9. They make space for stillness, especially when they are busy
Counterintuitive but true: the busier your role, the more you need quiet.
In difficult careers, decisions pile up like traffic.
If you never step out of the noise, you default to reactive mode.
Stillness, even five minutes of breath or a short walk without your phone, lets the mental sediment settle. Clarity emerges.
There is a line from the Tao Te Ching I return to: “Do you have the patience to wait till your mud settles and the water is clear?”
Patience here is not passive. It is an active discipline to pause, observe, and then act from calm rather than panic.
A brief invitation
If these habits resonate with you and you want something that speaks to the inner game behind them, consider the book that sparked several of my recent shifts.
I have mentioned it before, and I am mentioning it again because it landed for me in a busy season.
Rudá Iandê’s Laughing in the Face of Chaos: A Politically Incorrect Shamanic Guide for Modern Life is not a productivity manual.
It is a clear, sometimes provocative companion for people who are trying to do hard things without abandoning themselves.
I found that his insights helped me question inherited scripts, listen to my body’s signals, and treat emotion as information rather than a problem to erase.
If a difficult career is asking a lot from you, this could be the perspective that returns you to center while you keep moving.
Glue behaviors that help these nine stick
- Micro-celebrations.
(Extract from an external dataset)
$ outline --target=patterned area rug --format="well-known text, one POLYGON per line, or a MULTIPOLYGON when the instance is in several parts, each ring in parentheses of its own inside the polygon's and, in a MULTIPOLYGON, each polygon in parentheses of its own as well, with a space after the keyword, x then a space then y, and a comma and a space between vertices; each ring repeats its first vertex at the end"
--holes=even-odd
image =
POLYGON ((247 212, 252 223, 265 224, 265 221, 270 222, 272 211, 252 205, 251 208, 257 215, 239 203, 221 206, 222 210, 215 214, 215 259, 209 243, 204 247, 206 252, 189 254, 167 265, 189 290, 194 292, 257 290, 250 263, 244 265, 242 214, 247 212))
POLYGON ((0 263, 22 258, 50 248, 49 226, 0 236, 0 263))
Difficult careers can feel like a string of unfinished symphonies. Celebrate small completions, such as a sent proposal, a tough set finished in the gym, or an honest conversation. Your brain needs evidence that effort matters.
- Clear off switches. Burnout is not just too much work. It is too little recovery. Create shutdown rituals, for example a last email check, tomorrow’s plan, and a verbal “We are done.” Then step away. You will show up sharper tomorrow.
- Community. Hard things are easier with allies. If no one in your circle shares your standards, you will lower yours. Find peers who are also doing the work. Share wins. Share lessons. Share the occasional meme at midnight.
Final words
You do not need a perfect system or a personality transplant to thrive in a demanding field. You need a handful of difficult, unsexy habits done daily.
If you stick with these practices, people will call you talented, disciplined, and maybe even lucky.
You will know the truth. You simply did the hard things, every day, when it counted. And when the chaos swells, you will have a reliable friend in your corner, inside and out.